South Sudanese Politicians Lack Political Will.

By Aldo Ajou Deng Akuey

Yes; this is what foreigners, who have worked with South Sudanese, since 2005, say about us.

The African neighbors, who are engaged with us in the ongoing peace process (IGAD countries), seem to reveal the same weakness. And nearly 90% of South Sudanese, inside and outside the country, have completely lost hopes and confidence in all the South Sudanese politicians who wish to stop the war. So far, the involvement of these politicians in the High-Level Revitalization Forum, HLRF to revivify the August 2015 Agreement on Resolution of Conflict in the Republic of South Sudan, ARCSS, is not expected to bear or deliver peace. The violations of the 22-24 December 2017 agreement on cessation of hostilities poses clear evidence that the warring parties are not for a peace deal, but a continuation of the war.

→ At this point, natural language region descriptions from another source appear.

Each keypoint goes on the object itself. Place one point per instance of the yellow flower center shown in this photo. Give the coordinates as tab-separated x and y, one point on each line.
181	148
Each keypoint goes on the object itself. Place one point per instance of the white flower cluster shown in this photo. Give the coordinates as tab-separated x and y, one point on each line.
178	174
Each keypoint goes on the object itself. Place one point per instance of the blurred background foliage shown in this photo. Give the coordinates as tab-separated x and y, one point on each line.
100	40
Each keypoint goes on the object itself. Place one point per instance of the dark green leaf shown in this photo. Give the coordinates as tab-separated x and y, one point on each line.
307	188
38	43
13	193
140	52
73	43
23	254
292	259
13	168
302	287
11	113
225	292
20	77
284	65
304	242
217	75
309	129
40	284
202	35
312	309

The politically analytic professionals, who have lived the tracks and trends of the political leaders of the ruling SPLM in the ministerial cabinets, from 2005 to 2013, know that those leaders, lack necessary capabilities and competencies, in terms of public administrative management, deleverage of essential services, loyalty to the country, protection, and promotion of liberties, freedoms, democracy and the rule of law. Their in-capabilities and in competencies caused and rendered the country into the international list of politically, economically and socially failed states.

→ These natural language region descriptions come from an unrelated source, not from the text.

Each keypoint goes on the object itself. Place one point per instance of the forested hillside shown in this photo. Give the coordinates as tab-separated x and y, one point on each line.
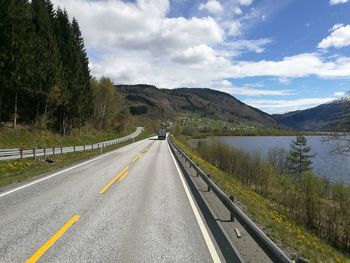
44	71
167	104
333	116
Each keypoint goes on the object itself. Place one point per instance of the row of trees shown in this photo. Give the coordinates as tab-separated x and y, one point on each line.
287	179
44	73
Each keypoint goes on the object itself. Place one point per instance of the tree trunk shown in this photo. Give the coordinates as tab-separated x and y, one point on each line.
15	115
1	94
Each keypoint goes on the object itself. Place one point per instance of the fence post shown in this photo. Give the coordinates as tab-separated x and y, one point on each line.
232	198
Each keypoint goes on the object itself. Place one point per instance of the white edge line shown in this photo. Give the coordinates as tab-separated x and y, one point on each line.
206	236
57	173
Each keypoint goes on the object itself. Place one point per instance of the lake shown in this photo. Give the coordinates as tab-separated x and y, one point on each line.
325	163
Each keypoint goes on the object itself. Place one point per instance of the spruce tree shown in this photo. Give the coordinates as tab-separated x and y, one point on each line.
299	159
45	53
16	40
64	41
81	77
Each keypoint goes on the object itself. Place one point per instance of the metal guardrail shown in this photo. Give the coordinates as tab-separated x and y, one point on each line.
269	247
17	153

The failure of the Republic of South Sudan has affected every field of political life in the country. Crosschecking with the warring parties, so-called, one finds that leaders are less careful to acknowledge the destruction incurred on property and human, from 2013 to date. The destruction of the infrastructure, the death of over fifty thousand citizens in the war, disability of hundreds of thousands wounded in the war, four million citizens which are internally displaced, two million more citizens that have fled the country for their lives to neighboring countries of Sudan, Ethiopia, Uganda, Kenya and the Democratic Republic of Congo; and above all, six million or more are dying for the lack of food and related deadly diseases. What grains of hopes are expected in such circumstances? Of course none, but possible hopelessness.

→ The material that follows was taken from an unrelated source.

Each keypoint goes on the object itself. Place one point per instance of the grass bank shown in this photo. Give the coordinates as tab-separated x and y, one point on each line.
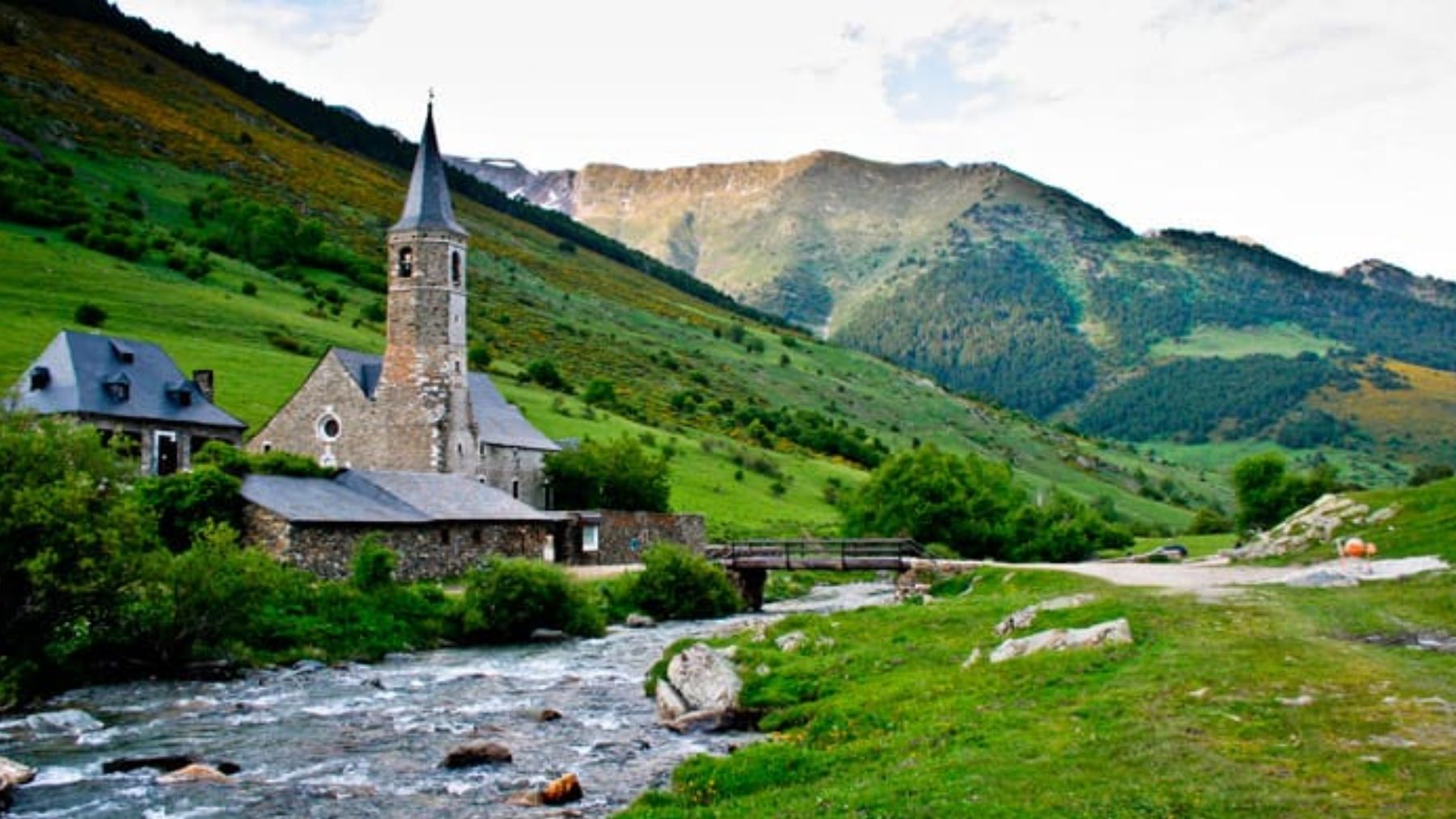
1261	706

However, those citizens who tried to follow media daily, have mixed hopes. Some think that peace will be achieved through the ongoing Revitalization process of ARCSS. Many more concludes or have concluded that parties in the conflict are not any nearer to one another, let alone reaching an agreement on ARCSS or security arrangement.

Then what is the problem with these warring parties? Many South Sudanese and humanitarian carers are asking this question. The answer to this question, in opinion, could be apparently driven from the world recapped quotation, ” South Sudanese Politicians Lack Political will,” that could their people and their country. They lack the political will. They feel inferior to face their people and they believe that the “regime change” could be effected by foreigners. Such a behavior is definitely outside “peace negotiation in good faith.” This means that the revitalization of ARCSS will fail.